La hospitalidad
Conocí por casualidad a una pareja de chicas vascas, muy hippies. Le tramité el alquiler del sexto piso en el edificio donde vivía. Por las mañana a la mayor, la quitaba El País del buzón y se lo comentaba a bolígrafo, luego se lo dejaba de nuevo. Me dijo que la encantaba. Era profesora de Matemáticas y tenía un amable novio abogado. Yo la visitaba de madrugada, borracho, a hacerla el amor durante horas hasta dejarla exhausta y dormida.
Cuando se iban a su pueblo, me dejaban las llaves de su casa, donde subía a mis aventuras y regaba las plantas.
Una vez llevé al traductor S y al diplomático F. La chica de la autoescuela, Azu, aceptó que la entregara a otro e hizo feliz al traductor.
Egoísta debo confesar que no es la suave placidez de este sol glorioso del cual gozaba en esa terraza lo último que me hacía subir a verlas. Contemplar su actividad -bailar, preparar clases de matemáticas o fumar- le hace a uno sentirse descansado y silencioso.

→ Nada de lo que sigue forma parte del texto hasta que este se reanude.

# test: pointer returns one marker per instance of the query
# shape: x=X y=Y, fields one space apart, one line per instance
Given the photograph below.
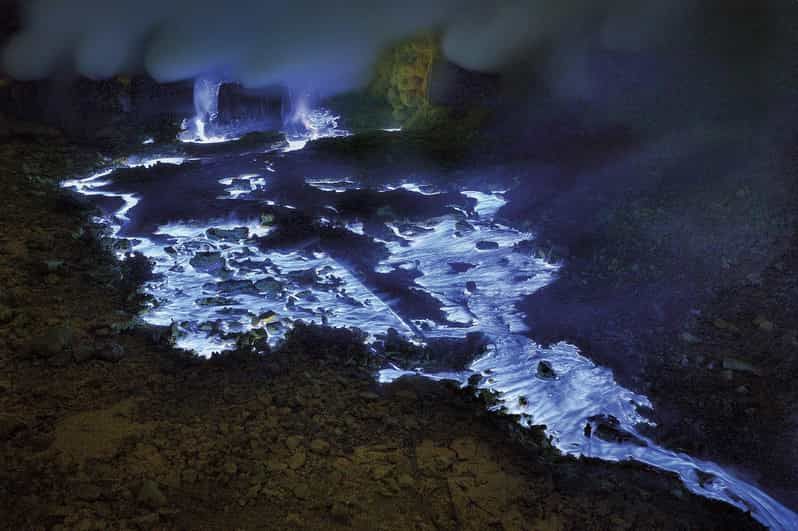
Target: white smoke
x=328 y=47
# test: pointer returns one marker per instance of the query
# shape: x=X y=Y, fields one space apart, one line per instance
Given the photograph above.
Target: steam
x=617 y=54
x=326 y=46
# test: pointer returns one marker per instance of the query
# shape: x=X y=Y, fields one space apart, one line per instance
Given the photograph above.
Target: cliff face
x=102 y=112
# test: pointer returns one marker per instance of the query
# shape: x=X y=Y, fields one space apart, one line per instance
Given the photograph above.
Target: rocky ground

Ahora se agitan seminaturales sobre las terrazas y balcones, frente al objetivo de mi cámara, suaves y libres, las hippies del sexto. Las vecinas cotillean orgías que ellas sueñan sin hacer. Atentamente te reciben y hablan. Están allí en hospitalidad general y plena, en compra-venta de cariño y humanidades. En un momento desaparecían para maquillarse, auténtico arte practicado ritualmente con el rigor majestuoso de los iniciados. Todo me cruza ahora por la mente, bajo este sol de abril, generoso y lacio.
Ella nos ocultaba que tenía también de amante a Santi. Excepto su novio, todos lo sabíamos.